The most important care for people with any form of stroke is prompt admission to a specialist stroke unit, but even with prompt treatment a stroke can often be fatal. 
 
Physical exercise and stroke
Marr, who is making a good recovery, said his advice would be to be wary of rowing machines, or at least of being too enthusiastic on them.
 
According to Dr Mike Loosemore, an expert in sports medicine at University College Hospital, London, "Intensive physical activity after work doesn't compensate for long periods sitting still in an office during the day (sedentary behavior). Lack of physical activity and sedentary behavior are two seperate risk factors. That's like saying drinking less alcohol can compensate for smoking and it can't".
 
In the first interview given after his stroke, Andrew Marr mentioned that he discovered that he had had a couple of mini strokes the previous year. A mini-stroke, or transient ischaemic attack (TIA), is similar to a stroke but the symptoms only last a few minutes. Due to the short duration of symptoms, many people are unaware they have had a stroke, as was the case with Marr. While not as serious as a stroke, a TIA is an important warning sign that you need to make substantial changes to your lifestyle or start taking medication and usually both.
 
Risk factors and prevention
The main risk factor for a haemorrhagic stroke is high blood pressure as the excess pressure can weaken the arteries in the brain and make them prone to splitting or rupturing.

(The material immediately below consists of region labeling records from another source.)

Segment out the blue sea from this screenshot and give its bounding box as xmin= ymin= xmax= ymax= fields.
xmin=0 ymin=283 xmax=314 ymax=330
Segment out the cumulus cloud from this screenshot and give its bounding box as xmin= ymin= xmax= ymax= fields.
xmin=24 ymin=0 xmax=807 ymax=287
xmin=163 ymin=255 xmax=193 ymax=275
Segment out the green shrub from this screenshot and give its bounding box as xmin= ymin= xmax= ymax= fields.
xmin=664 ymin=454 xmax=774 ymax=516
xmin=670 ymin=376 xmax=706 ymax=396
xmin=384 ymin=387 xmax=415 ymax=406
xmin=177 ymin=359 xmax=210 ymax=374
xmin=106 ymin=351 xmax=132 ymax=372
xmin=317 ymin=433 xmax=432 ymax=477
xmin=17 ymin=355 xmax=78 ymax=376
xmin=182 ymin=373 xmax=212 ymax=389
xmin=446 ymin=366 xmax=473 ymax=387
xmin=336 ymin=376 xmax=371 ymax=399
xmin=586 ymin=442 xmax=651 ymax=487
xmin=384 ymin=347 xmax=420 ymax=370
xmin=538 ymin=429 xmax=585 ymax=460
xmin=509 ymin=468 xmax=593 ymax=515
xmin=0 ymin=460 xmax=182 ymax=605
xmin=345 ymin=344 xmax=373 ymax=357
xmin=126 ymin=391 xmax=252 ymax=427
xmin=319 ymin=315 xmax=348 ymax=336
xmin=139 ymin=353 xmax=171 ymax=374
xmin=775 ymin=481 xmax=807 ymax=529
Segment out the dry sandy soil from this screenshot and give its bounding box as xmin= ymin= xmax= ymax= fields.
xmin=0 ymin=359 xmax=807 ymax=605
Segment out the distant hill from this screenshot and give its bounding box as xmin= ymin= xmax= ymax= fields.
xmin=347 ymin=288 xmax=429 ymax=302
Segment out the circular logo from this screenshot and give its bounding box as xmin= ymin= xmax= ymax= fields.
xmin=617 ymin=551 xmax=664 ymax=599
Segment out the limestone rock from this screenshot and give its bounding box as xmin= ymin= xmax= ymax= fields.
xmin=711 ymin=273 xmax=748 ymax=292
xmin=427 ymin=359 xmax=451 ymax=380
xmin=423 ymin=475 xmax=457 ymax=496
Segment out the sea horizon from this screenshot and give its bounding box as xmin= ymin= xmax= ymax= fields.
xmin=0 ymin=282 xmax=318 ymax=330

You cannot control some stroke risk factors, such as heredity, age, gender and ethnicity. Some medical conditions, such as high blood pressure, high cholesterol, heart disease, diabetes, overweight or obesity and previous stroke or TIA, can also raise your stroke risk. However, avoiding smoking and drinking too much alcohol, eating a balanced diet and increasing your activity are all choices you can make to reduce your risk of stroke.
 
According to Dr Loosemore, "The best way of preventing a stroke is to eat a healthy diet, engage in regular activity, avoid drinking too much alcohol and stop smoking. I'd stress activity rather than exercise because activity can be done anywhere at any time. Increasing your activity at work is probably better for you than intensive work-outs in a gym after work. For example, at work you can stand instead of sitting and take the stairs instead of the elevator.It's never too late to increase your activity, eat more healthily, stop smoking or cut down on alcohol".
 
Symptoms and aftercare
The symptoms of a stroke include, (i) sudden numbness or weakness of the face, arm, or leg-especially on one side of the body, (ii) sudden confusion, trouble speaking or understanding, (iii) sudden trouble seeing in one or both eyes, (iv) sudden trouble walking, dizziness, loss of balance or coordination and (v) sudden severe headache with no known cause.
 
Andrew Marr mentioned that the stroke had fortunately not impaired his voice or memory, but had affected, "the whole left hand side of my body, which is why I'm still not able to walk fluently". Stroke does not only cause physical damage, it also incurs psychological and emotional damage on survivors and their families. These effects, which include depression and aphasia (problems with language and speaking), are often profound, last a lifetime and are inadequately supported.
 
eHealth and managing stroke survivors
A stroke both debilitates and isolates a person. More than half of all stroke survivors are left dependent upon others for everyday activities. To give more control to patients medical professionals are increasingly using eHealth strategies to manage the aftercare of stroke patients.   
 
Standard behavioural therapies used to rehabilitate stroke patients, translate well into eHealth strategies and onto apps for smart phones and tablets. These include telemedicine, social media forums and apps to enhance impaired cognition and movement. Increasingly, stroke units throughout the country are using telemedicine, which enable doctors to check patients in their homes. This saves money and increases the quality of care. The introduction of eHealth devices means that stroke survivors can take greater control of their treatments from their homes and, as a consequence, feel more independent and less isolated.
 
Investment in research
Investment in stroke research is critical to the reduction and management of the disease. The majority of stroke research in the UK is supported by the Stroke Association, a charity. Each year the charity disburses about £30 million on research, which is small compared to the annual UK research expenditures on cancer and heart disease.
  
Does austerity promote health benefits?
According to an American public health organisation, 75% of healthcare costs are spent on treating sick people with preventable conditions, but only 3% on preventing people from getting sick in the first place.
 
To help reduce and manage the escalation of stroke, more  might be spent on preventive strategies.
 
Interestingly, following the Cuban Missile Crisis, the incidence of strokes, heart attacks and cancer fell significantly among Cuban citizens as their enforced isolation and austerity obliged them to adopt healthier diets and lifestyles. Could austerity trigger something similar in the UK?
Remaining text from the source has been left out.